Logistic regression is best suited for binary classification. It is named after the transformation function used in it, called the logistic function h(x)= 1/ (1 + e^x), which is an S-shaped curve.

In logistic regression, the output is in the form of probabilities of the default class (unlike linear regression, where the output is directly produced). As it is a probability, the output lies in the range of 0-1. The output (y-value) is generated by log transforming the x-value, using the logistic function h(x)= 1/ (1 + e^ -x) . A threshold is then applied to force this probability into a binary classification.

To determine whether a tumour is malignant or not, the default variable is y=1 (tumour= malignant) ; the x variable could be a measurement of the tumour, such as the size of the tumour. As shown in the figure, the logistic function transforms the x-value of the various instances of the dataset, into the range of 0 to 1. If the probability crosses the threshold of 0.5 (shown by the horizontal line), the tumour is classified as malignant.

The logistic regression equation P(x) = e ^ (b0 +b1*x) / (1 + e^(b0 + b1*x)) can be transformed into ln(p(x) / 1-p(x)) = b0 + b1*x.

The goal of logistic regression is to use the training data to find the values of coefficients b0 and b1 such that it will minimize the error between the predicted outcome and the actual outcome. These coefficients are estimated using the technique of Maximum Likelihood Estimation.

## 7- CART

Classification and Regression Trees (CART) is an implementation of Decision Trees, among others such as ID3, C4.5.

The non-terminal nodes are the root node and the internal node. The terminal nodes are the leaf nodes. Each non-terminal node represents a single input variable (x) and a splitting point on that variable; the leaf nodes represent the output variable (y). The model is used as follows to make predictions: walk the splits of the tree to arrive at a leaf node and output the value present at the leaf node.

The decision tree in below figure classifies whether a person will buy a sports car or a minivan depending on their age and marital status. If the person is over 30 years and is not married, we walk the tree as follows : ‘over 30 years?’ -> yes -> ’married?’ -> no. Hence, the model outputs a sportscar.

## 8- PCA

Principal Component Analysis (PCA) is used to make data easy to explore and visualize by reducing the number of variables.
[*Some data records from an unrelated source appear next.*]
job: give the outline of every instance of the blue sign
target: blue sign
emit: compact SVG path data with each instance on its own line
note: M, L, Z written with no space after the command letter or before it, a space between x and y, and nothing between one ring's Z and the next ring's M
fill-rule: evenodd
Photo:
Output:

This is done by capturing the maximum variance in the data into a new co-ordinate system with axes called ‘principal components’. Each component is a linear combination of the original variables and is orthogonal to one another. Orthogonality between components indicates that the correlation between these components is zero.

The first principal component captures the direction of the maximum variability in the data. The second principal component captures the remaining variance in the data but has variables uncorrelated with the first component. Similarly, all successive principal components capture the remaining variance while being uncorrelated with the previous component.

## 9- Apriori

The Apriori algorithm is used in a transactional database to mine frequent itemsets and then generate association rules. It is popularly used in market basket analysis, where one checks for combinations of products that frequently co-occur in the database. In general, we write the association rule for ‘if a person purchases item X, then he purchases item Y’ as : X -> Y.

Example: if a person purchases milk and sugar, then he is likely to purchase coffee powder. This could be written in the form of an association rule as: {milk,sugar} -> coffee powder. Association rules are generated after crossing the threshold for support and confidence.

The Support measure helps prune the number of candidate itemsets to be considered during frequent itemset generation. This support measure is guided by the Apriori principle. The Apriori principle states that if an itemset is frequent, then all of its subsets must also be frequent.

These are boosting algorithms is one of the most used Machine Learning Algorithms and is used when massive loads of data have to be handled to make predictions with high accuracy. Boosting is an ensemble learning algorithm that combines the predictive power of several base estimators to improve robustness.